Bankless Co-founder: A Restart Healed My Mental Burnout

CN
6 hours ago

Rebooting gave me space, the map gave me direction, and decluttering gave me focus.

Written by: Ryan Adams

Translated by: Luffy, Foresight News

This story may help some overachievers obsessed with striving.

At the end of January this year, after five years of ups and downs in the crypto media field and experiencing public outcry once again, I realized I had "crashed." My mental system seemed to collapse, and I felt exhausted.

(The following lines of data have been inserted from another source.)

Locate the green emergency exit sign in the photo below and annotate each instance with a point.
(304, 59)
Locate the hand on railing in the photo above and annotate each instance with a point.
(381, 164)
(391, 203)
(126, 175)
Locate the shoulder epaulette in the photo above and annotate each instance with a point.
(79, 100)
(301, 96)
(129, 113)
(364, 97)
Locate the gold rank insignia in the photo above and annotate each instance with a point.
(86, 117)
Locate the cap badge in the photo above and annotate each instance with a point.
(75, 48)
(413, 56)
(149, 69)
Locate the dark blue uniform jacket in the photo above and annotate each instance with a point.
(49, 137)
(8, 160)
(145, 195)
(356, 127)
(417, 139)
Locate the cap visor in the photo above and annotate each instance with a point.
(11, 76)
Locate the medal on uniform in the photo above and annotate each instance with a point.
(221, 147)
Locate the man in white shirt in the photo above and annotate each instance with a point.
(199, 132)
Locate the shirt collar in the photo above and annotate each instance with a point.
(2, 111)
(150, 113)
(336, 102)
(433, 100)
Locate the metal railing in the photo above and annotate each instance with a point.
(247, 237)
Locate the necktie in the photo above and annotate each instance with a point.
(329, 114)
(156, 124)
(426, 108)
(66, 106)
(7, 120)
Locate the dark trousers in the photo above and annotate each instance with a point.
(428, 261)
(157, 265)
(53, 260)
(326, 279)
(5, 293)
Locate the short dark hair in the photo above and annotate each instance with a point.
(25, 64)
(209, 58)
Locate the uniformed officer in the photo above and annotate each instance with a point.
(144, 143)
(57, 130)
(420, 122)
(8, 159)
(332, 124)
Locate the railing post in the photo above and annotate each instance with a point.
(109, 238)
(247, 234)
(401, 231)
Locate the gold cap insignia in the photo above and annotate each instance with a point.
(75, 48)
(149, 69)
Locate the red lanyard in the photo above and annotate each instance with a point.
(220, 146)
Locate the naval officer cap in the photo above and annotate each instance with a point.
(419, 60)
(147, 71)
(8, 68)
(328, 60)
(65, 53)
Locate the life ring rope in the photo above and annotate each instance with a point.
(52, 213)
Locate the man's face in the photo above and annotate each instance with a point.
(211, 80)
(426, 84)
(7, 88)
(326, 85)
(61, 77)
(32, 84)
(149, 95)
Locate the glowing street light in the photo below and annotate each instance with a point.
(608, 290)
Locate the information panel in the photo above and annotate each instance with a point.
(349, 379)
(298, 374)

So I left. To be honest, I wasn't sure if I would come back. Fortunately, I healed my burnout, and my thinking improved. Here, I want to share my healing process.

Reboot

The first step was brutal but necessary: I canceled all commitments.

No podcast recordings, no meetings, no work. I canceled all commitments, disappointed my partners, and let opportunities slip away. I cleared 90 days of appointments from my calendar.

This was not a brave or rational choice, but an emotional "margin call." I knew stopping everything would be painful, but I had to do it. At the moment of hitting rock bottom, the system automatically shut down.

If you are a "striver," you understand this pattern: high perseverance + low time preference = an endless cycle of hard work. Don't get trapped; embrace the reboot. Progress is cyclical; allow yourself to actively end a cycle instead of waiting for the system to force a shutdown.

Upgrade

Now I had time to diagnose the "bugs" and fix them one by one. I switched to "high autonomy mode" and started taking action.

1. I spent too much time online → I deleted all applications

I couldn't help but check social media, prices, Discord, or Telegram every 15 minutes. This was dopamine addiction: the pressure of "urgency," the fear of "missing out," and the fatigue of "seeking validation from algorithm-driven crowds." "Numbers up = new paradigm! Numbers down = scam!" The daily cycle made my brain noisy and restless.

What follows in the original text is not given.